By Jonathan Polon on 10/30/2015

Traffic fatalities in the United States have been plummeting for years, a major victory for regulation (strict drunken driving laws have helped) and auto innovation (we have safer cars). But that progress obscures a surprising type of inequality: The most disadvantaged are more likely — and have grown even more likely over time — to die in car crashes than people who are well-off.

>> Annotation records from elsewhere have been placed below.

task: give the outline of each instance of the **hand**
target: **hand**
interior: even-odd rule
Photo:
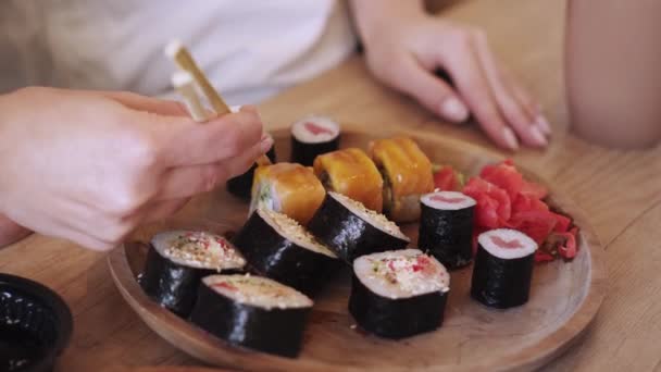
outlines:
[[[389,16],[379,2],[381,13],[372,10],[373,20],[363,16],[362,25],[358,16],[374,75],[448,121],[463,122],[472,113],[500,147],[515,150],[519,139],[526,146],[547,146],[550,126],[539,106],[500,66],[485,34],[406,3],[396,7],[408,9]],[[361,10],[361,4],[354,9]],[[450,75],[456,88],[434,75],[437,69]]]
[[[245,172],[272,144],[252,108],[197,124],[172,101],[22,89],[0,96],[0,212],[110,249]]]

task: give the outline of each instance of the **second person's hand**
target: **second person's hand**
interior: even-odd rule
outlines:
[[[139,223],[245,172],[273,139],[245,107],[205,124],[177,102],[26,88],[0,96],[0,213],[110,249]]]

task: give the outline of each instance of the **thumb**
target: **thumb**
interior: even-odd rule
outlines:
[[[425,70],[413,58],[399,69],[397,85],[432,112],[447,121],[461,123],[469,119],[469,109],[446,80]]]

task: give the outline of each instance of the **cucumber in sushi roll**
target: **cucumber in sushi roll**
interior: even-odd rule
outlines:
[[[339,124],[329,117],[309,116],[291,125],[291,161],[311,166],[314,159],[339,148]]]
[[[457,191],[438,191],[420,198],[417,246],[449,270],[467,265],[473,258],[475,200]]]
[[[313,296],[341,261],[287,215],[255,210],[233,239],[257,273]]]
[[[246,260],[223,236],[196,231],[159,233],[150,241],[140,286],[161,306],[187,317],[200,280],[242,272]]]
[[[271,150],[266,152],[266,157],[272,163],[275,163],[275,146],[271,147]],[[252,178],[254,177],[254,170],[257,170],[257,168],[258,164],[253,163],[246,173],[227,179],[227,191],[244,200],[250,200]]]
[[[403,249],[410,241],[385,215],[333,191],[327,193],[308,230],[349,263],[359,256]]]
[[[365,331],[402,338],[442,324],[450,275],[417,249],[362,256],[353,261],[349,312]]]
[[[202,280],[190,321],[233,345],[292,358],[312,303],[265,277],[211,275]]]
[[[535,240],[515,230],[498,228],[479,234],[471,296],[497,309],[527,302],[536,250]]]

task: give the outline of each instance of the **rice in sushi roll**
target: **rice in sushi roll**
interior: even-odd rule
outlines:
[[[296,163],[264,165],[254,171],[250,213],[262,207],[305,225],[325,195],[311,168]]]
[[[152,237],[139,282],[154,301],[187,317],[203,276],[244,272],[245,265],[244,257],[221,235],[170,231]]]
[[[312,305],[270,278],[211,275],[202,280],[190,321],[229,344],[294,358]]]
[[[308,230],[349,263],[359,256],[403,249],[410,241],[385,215],[333,191],[326,195]]]
[[[291,125],[291,161],[305,166],[323,153],[339,148],[340,127],[324,116],[309,116]]]
[[[438,191],[420,198],[417,246],[449,270],[467,265],[473,258],[475,200],[457,191]]]
[[[442,324],[450,275],[417,249],[362,256],[353,261],[349,312],[365,331],[402,338]]]
[[[471,296],[497,309],[527,302],[536,250],[535,240],[515,230],[498,228],[479,234]]]
[[[285,214],[259,208],[233,238],[251,270],[313,296],[341,261]]]
[[[314,160],[314,174],[326,190],[346,195],[381,213],[384,178],[365,151],[348,148],[320,156]]]
[[[384,177],[384,213],[395,222],[420,218],[420,197],[434,190],[432,162],[408,137],[377,139],[370,145]]]

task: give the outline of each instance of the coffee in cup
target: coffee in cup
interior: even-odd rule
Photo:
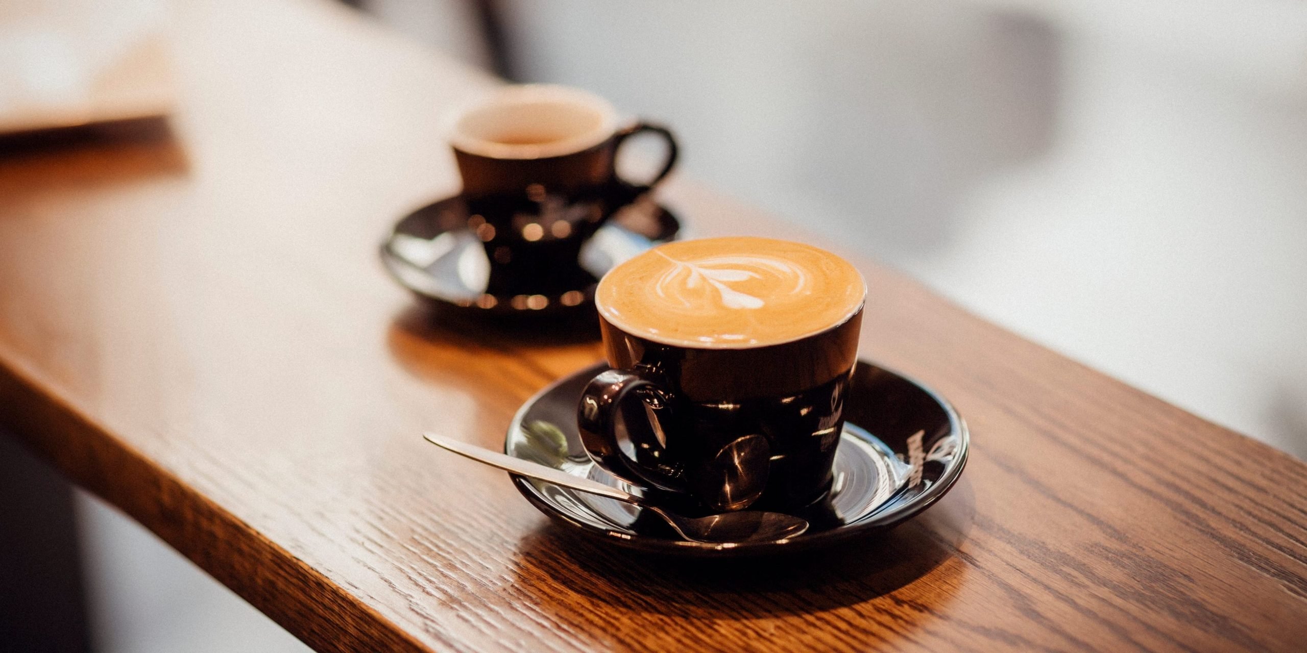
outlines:
[[[665,158],[651,179],[623,179],[618,151],[642,133],[667,142]],[[549,295],[593,283],[578,264],[582,246],[667,176],[677,157],[668,129],[622,125],[604,98],[555,85],[501,89],[457,118],[450,145],[468,227],[490,263],[488,293],[505,295]]]
[[[668,243],[613,268],[595,296],[613,370],[580,398],[586,449],[716,511],[819,498],[865,296],[843,259],[763,238]]]

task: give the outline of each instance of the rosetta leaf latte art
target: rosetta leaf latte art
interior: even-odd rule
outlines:
[[[731,287],[732,283],[741,283],[750,279],[762,279],[759,272],[744,268],[754,268],[770,272],[771,276],[783,281],[793,281],[791,293],[804,289],[805,274],[795,269],[788,261],[765,256],[725,256],[712,257],[699,261],[681,261],[659,252],[672,263],[672,268],[664,272],[655,285],[655,293],[663,299],[678,302],[684,307],[693,307],[697,302],[691,295],[698,294],[704,285],[716,291],[716,298],[723,308],[754,310],[766,306],[766,300],[742,290]],[[714,266],[723,265],[723,266]],[[736,266],[725,266],[736,265]],[[707,290],[707,289],[704,289]],[[708,291],[711,293],[711,291]]]

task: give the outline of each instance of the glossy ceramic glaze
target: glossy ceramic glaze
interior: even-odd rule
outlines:
[[[563,212],[588,212],[582,202]],[[601,210],[601,209],[593,209]],[[541,222],[550,215],[536,215]],[[542,231],[555,232],[549,222]],[[548,249],[524,263],[493,264],[493,249],[477,232],[461,196],[448,197],[401,218],[382,243],[382,263],[418,296],[468,313],[561,315],[592,312],[595,283],[613,265],[674,239],[681,225],[650,199],[622,206],[612,221],[566,251]],[[546,243],[548,246],[548,243]],[[533,261],[533,263],[532,263]]]
[[[606,366],[578,371],[532,397],[508,428],[506,453],[570,474],[638,491],[591,462],[576,431],[575,397]],[[674,555],[736,556],[795,551],[872,534],[921,512],[953,486],[967,458],[963,421],[942,397],[902,375],[859,362],[855,370],[831,490],[791,513],[812,526],[786,542],[737,546],[685,542],[639,507],[514,477],[518,490],[546,515],[617,546]],[[920,438],[914,438],[920,432]],[[914,474],[912,460],[919,460]],[[677,495],[648,502],[689,512]]]
[[[601,315],[613,370],[582,393],[582,443],[612,474],[714,511],[805,504],[831,482],[861,317],[779,345],[714,349],[654,342]]]

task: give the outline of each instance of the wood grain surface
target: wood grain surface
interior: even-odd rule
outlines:
[[[884,539],[763,564],[570,538],[418,432],[498,447],[597,345],[450,324],[375,255],[457,188],[444,119],[494,82],[325,1],[175,8],[173,137],[0,155],[0,422],[314,648],[1307,641],[1307,466],[848,251],[864,355],[971,426],[959,486]],[[838,239],[664,197],[702,235]]]

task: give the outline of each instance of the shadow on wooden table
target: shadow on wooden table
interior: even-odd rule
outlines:
[[[599,342],[599,317],[582,312],[567,317],[477,315],[468,310],[418,300],[395,319],[395,325],[429,340],[472,340],[486,347],[562,346]]]
[[[974,513],[966,478],[937,505],[899,528],[831,549],[759,559],[654,558],[603,546],[550,524],[521,542],[518,573],[545,575],[596,602],[677,618],[817,613],[923,584],[912,601],[933,611],[966,573],[957,556]],[[923,597],[928,597],[923,599]],[[557,606],[576,610],[576,597]],[[584,601],[583,598],[582,601]]]

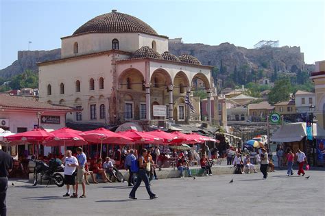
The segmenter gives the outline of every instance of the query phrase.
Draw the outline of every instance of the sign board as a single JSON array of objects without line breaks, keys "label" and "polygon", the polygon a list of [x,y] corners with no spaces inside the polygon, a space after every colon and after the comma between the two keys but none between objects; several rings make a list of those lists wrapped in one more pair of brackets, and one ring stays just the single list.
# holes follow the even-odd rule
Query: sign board
[{"label": "sign board", "polygon": [[277,113],[272,113],[269,116],[269,121],[272,123],[277,124],[281,120],[281,116]]},{"label": "sign board", "polygon": [[40,116],[40,123],[60,124],[60,116]]},{"label": "sign board", "polygon": [[154,116],[166,117],[167,107],[165,105],[154,105]]}]

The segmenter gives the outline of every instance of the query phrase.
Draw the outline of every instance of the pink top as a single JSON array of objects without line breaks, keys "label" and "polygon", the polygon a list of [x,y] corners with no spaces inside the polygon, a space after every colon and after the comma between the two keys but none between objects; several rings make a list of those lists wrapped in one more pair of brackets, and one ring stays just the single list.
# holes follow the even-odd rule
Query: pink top
[{"label": "pink top", "polygon": [[293,162],[293,154],[287,154],[287,159],[288,160],[288,162]]}]

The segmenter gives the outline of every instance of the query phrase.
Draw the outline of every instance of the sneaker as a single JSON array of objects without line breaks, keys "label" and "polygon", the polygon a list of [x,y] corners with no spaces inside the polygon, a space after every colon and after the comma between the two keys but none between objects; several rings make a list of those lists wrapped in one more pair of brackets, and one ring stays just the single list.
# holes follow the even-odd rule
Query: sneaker
[{"label": "sneaker", "polygon": [[150,200],[154,200],[154,199],[156,199],[156,198],[158,198],[158,196],[156,195],[154,195],[154,196],[150,197]]}]

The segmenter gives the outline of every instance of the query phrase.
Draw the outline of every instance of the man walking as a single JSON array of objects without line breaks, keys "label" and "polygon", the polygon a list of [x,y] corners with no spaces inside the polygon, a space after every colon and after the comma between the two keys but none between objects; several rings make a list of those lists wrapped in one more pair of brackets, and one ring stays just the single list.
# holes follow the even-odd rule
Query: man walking
[{"label": "man walking", "polygon": [[77,178],[75,179],[75,195],[78,196],[78,185],[82,186],[82,195],[80,198],[86,198],[86,185],[84,183],[84,165],[87,163],[86,154],[82,152],[82,148],[77,148],[77,159],[79,165],[77,167]]},{"label": "man walking", "polygon": [[299,170],[298,172],[298,176],[300,175],[300,174],[302,174],[302,176],[304,176],[304,162],[306,162],[306,164],[307,164],[307,158],[306,157],[306,154],[304,154],[304,152],[302,152],[299,148],[297,150],[297,161],[299,163]]},{"label": "man walking", "polygon": [[63,195],[64,197],[70,196],[70,185],[72,185],[73,193],[70,196],[71,198],[75,197],[75,177],[74,174],[75,167],[78,165],[78,161],[77,159],[72,156],[72,152],[68,150],[66,153],[66,157],[64,158],[64,184],[67,185],[67,193]]},{"label": "man walking", "polygon": [[5,196],[8,187],[9,172],[12,170],[12,158],[0,148],[0,215],[7,215]]},{"label": "man walking", "polygon": [[133,160],[136,161],[136,158],[134,156],[134,150],[133,149],[131,149],[130,150],[129,154],[128,154],[125,158],[125,162],[124,163],[124,167],[125,168],[125,170],[129,170],[129,179],[128,180],[129,186],[132,186],[133,185],[134,185],[134,181],[133,179],[133,172],[131,171],[132,161]]}]

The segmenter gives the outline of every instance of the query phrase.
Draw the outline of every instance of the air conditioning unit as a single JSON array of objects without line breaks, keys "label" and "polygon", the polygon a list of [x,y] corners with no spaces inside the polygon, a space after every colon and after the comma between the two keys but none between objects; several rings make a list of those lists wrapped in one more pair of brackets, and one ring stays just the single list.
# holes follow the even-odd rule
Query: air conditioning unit
[{"label": "air conditioning unit", "polygon": [[9,127],[9,120],[8,119],[0,119],[0,126]]}]

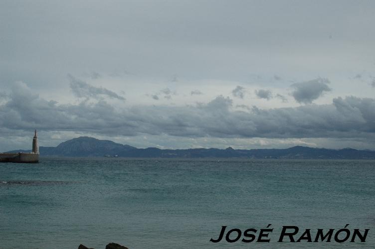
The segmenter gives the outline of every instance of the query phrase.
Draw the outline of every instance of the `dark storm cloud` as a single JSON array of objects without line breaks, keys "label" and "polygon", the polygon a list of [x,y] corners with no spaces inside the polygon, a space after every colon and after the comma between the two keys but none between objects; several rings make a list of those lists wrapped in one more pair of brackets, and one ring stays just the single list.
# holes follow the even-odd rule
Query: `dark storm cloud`
[{"label": "dark storm cloud", "polygon": [[272,98],[272,92],[270,90],[259,89],[254,91],[255,95],[259,99],[265,99],[267,100]]},{"label": "dark storm cloud", "polygon": [[73,93],[78,98],[97,98],[100,96],[107,96],[113,99],[125,100],[125,99],[116,93],[103,87],[95,87],[86,83],[84,81],[75,78],[68,74],[70,81],[70,88]]},{"label": "dark storm cloud", "polygon": [[243,99],[243,97],[245,95],[245,88],[241,86],[237,86],[232,91],[232,94],[234,97],[239,98],[240,99]]},{"label": "dark storm cloud", "polygon": [[0,126],[13,130],[74,130],[106,135],[146,133],[180,136],[367,137],[375,132],[375,99],[347,97],[332,104],[236,111],[220,96],[196,106],[115,109],[103,100],[59,105],[30,93],[23,83],[0,104]]},{"label": "dark storm cloud", "polygon": [[311,104],[325,92],[331,91],[328,85],[329,83],[328,79],[319,78],[309,81],[294,83],[291,85],[294,88],[292,96],[299,103]]}]

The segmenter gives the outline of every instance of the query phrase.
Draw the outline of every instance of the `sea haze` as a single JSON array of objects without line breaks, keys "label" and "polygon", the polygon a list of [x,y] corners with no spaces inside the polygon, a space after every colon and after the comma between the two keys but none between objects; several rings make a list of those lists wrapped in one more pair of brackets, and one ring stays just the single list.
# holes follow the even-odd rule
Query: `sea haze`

New research by Sam Harper, Thomas J. Charters and Erin C. Strumpf, published in the American Journal of Epidemiology, finds that improvements in road safety since the 1990s haven't been evenly shared. The biggest declines in fatalities have occurred among the most educated. As for people 25 and older with less than a high school diploma, fatality rates have actually increased over time, bucking the national trend:

 

The underlying issue here is not that a college degree makes you a better driver. Rather, the least-educated tend to live with a lot of other conditions that can make getting around more dangerous. They own cars that are older and have lower crash-test ratings. Those with less education are also likely to earn less and to have the money for fancy safety features such as side airbags, automatic warnings and rear cameras.

The number of trauma centers, the researchers point out, has also declined in poor and rural communities, which could affect the health care people have access to after a collision. And poor places suffer from other conditions that can make the roads themselves less safe. In many cities, poor communities lack crosswalks over major roads. The residents who live there may have less political power to fight for design improvements like stop signs, sidewalks and speed bumps. As a result, pedestrian fatalities in particular are higher in poor communities.

"It's true that there are big differences in the quality of the residential environments that people have in terms of their risks of accidental death as pedestrians," Harper says.

The role of behavioral differences is murkier. Some studies show lower seat-belt use among the less-educated, but seat-belt use has also increased faster among that group over time, meaning socioeconomic differences there are narrowing. Data on alcohol use is also conflicting.

The chart above, based on National Center for Health Statistics data used by the researchers, captures miles traveled not just by car, but also bus or other motor vehicles (the poor are more likely to use transit, while the wealthy travel more by private car). The fatalities, though, also include the deaths of pedestrians and cyclists struck in car crashes.

In 1995, these death rates — adjusted for age, sex and race — were about 2.5 times higher for people at the bottom of the education spectrum than those at the top. By 2010, they were about 4.3 times higher. That means the inequality of traffic fatalities is getting worse, even as it looks nationwide as if our roads are getting safer.

As we increasingly fantasize about new technologies that will save us from our own driving errors — cars that will brake for us, or spot cyclists we can't see, or even take over all the navigation — we should anticipate that, at first, those benefits may mostly go to the rich.